As the cells get closer and closer to normal mammalian cells, it is harder and harder to kill undesired cells without causing serious side effects. This is one reason that cancer is such a difficult target - cancer cells are human cells, using for the most part normal human processes for growth and division. The only options for developing cancer treatments are to find the very subtle differences and target those processes alone, or to find ways to keep the drug localized at the tumor without being distributed through the rest of the body. This is also one reason that viruses are such difficult targets. The viruses aren't truly alive and thus can't be killed by interfering with their life processes like bacteria can. They don't become active until they have actually infected a human cell, and now you have to find a way to kill that cell without killing the uninfected human cells. Fortunately viruses can be recognized as non-human by the immune system and targeted for destruction, while cancer cells having been human all too often are not targeted by the immune system.

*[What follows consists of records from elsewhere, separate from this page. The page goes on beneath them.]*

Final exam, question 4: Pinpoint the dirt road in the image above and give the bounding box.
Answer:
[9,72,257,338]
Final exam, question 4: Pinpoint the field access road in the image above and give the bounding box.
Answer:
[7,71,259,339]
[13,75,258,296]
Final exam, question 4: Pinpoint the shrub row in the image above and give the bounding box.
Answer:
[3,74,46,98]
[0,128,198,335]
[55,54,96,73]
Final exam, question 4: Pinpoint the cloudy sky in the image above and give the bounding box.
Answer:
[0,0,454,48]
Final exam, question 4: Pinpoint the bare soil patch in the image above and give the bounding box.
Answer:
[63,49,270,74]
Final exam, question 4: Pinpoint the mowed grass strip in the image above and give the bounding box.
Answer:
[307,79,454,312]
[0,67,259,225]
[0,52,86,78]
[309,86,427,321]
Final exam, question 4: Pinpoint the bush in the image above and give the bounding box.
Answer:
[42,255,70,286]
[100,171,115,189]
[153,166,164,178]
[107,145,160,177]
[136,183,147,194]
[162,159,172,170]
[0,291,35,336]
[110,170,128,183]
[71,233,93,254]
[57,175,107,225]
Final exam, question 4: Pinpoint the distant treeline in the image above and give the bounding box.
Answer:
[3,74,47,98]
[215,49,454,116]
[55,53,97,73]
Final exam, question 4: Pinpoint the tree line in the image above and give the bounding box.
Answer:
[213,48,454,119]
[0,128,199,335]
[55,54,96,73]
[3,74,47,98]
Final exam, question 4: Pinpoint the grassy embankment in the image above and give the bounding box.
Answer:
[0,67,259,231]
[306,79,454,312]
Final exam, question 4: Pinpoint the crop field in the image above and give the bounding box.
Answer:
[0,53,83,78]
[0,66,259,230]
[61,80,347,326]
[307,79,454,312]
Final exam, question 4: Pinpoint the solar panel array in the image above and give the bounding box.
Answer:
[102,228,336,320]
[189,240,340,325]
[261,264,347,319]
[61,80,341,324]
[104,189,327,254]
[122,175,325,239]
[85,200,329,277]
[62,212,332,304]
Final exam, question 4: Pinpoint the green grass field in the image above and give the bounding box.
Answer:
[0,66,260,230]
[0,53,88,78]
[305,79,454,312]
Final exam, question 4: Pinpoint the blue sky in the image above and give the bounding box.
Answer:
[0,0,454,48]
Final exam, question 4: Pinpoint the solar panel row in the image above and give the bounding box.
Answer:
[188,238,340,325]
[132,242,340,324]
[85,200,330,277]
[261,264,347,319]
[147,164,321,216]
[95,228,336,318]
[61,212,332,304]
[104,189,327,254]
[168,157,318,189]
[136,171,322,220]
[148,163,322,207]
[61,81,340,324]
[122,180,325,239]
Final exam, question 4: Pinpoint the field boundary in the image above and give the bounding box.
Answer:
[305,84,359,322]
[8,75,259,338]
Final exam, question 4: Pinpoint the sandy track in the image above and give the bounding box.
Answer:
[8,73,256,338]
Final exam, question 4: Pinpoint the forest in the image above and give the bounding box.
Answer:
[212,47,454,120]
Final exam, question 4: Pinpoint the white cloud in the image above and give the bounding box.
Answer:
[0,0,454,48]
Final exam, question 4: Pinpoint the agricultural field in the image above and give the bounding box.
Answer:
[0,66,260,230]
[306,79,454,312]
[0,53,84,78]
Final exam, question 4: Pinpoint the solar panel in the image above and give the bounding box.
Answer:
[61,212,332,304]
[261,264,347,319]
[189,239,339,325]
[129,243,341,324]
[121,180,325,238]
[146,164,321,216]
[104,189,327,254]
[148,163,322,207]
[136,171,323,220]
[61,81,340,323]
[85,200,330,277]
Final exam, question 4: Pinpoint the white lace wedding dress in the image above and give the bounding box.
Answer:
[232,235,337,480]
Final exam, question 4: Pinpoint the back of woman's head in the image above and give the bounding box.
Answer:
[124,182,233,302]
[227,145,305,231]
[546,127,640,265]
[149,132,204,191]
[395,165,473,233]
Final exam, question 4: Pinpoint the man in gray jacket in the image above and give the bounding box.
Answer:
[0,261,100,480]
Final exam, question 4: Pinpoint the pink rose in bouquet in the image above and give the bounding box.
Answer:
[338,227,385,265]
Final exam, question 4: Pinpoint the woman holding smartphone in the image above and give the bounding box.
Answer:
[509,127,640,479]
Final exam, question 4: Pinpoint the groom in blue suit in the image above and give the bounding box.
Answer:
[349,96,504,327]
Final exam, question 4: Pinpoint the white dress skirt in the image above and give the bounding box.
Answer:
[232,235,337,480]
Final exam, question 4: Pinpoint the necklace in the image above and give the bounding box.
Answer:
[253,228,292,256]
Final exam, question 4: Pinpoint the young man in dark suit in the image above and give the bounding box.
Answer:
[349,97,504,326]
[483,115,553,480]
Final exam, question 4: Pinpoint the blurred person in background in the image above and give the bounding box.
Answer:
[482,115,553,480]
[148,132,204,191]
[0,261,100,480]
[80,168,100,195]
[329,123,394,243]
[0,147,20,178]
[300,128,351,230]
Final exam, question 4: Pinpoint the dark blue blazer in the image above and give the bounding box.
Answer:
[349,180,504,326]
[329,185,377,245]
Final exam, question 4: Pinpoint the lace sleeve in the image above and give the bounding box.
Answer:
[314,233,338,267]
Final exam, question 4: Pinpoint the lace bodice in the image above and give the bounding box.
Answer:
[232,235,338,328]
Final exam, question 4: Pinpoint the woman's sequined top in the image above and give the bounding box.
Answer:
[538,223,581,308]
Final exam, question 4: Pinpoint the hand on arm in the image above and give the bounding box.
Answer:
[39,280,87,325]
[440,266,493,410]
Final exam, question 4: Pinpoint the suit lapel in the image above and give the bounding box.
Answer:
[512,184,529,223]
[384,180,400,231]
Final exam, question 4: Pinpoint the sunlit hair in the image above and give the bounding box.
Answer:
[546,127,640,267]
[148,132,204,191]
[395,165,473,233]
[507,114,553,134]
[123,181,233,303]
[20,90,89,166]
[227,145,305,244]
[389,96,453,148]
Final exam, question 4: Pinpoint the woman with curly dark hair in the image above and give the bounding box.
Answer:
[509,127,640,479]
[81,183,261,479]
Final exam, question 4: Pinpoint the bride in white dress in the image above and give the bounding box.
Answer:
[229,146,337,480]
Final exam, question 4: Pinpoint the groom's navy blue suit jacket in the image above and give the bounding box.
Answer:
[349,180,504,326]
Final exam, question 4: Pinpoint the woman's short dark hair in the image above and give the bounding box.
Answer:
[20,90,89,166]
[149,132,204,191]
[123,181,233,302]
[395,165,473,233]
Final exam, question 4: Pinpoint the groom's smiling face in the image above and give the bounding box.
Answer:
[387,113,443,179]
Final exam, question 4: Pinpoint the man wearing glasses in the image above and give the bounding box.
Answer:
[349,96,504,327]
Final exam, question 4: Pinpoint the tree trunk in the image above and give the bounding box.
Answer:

Just wandering - I hope some of this is useful.

[Babcock_Hall]

The genetic code is nearly universal--bacteria and mammals both use the same codons for the same amino acids.  Both synthesize proteins using ribosomes.  Yet there are enough differences between bacterial ribosomes and mammalian ribosome to allow the ribosome to be a target for some antibacterials, such as streptomycin, for example.  On the other hand bacteria can acquire resistance to streptomycin if they have a mutation in a particular ribosomal protein, although I have forgotten which one.

[Jasim]

Maybe next semester you should take a course in genetics.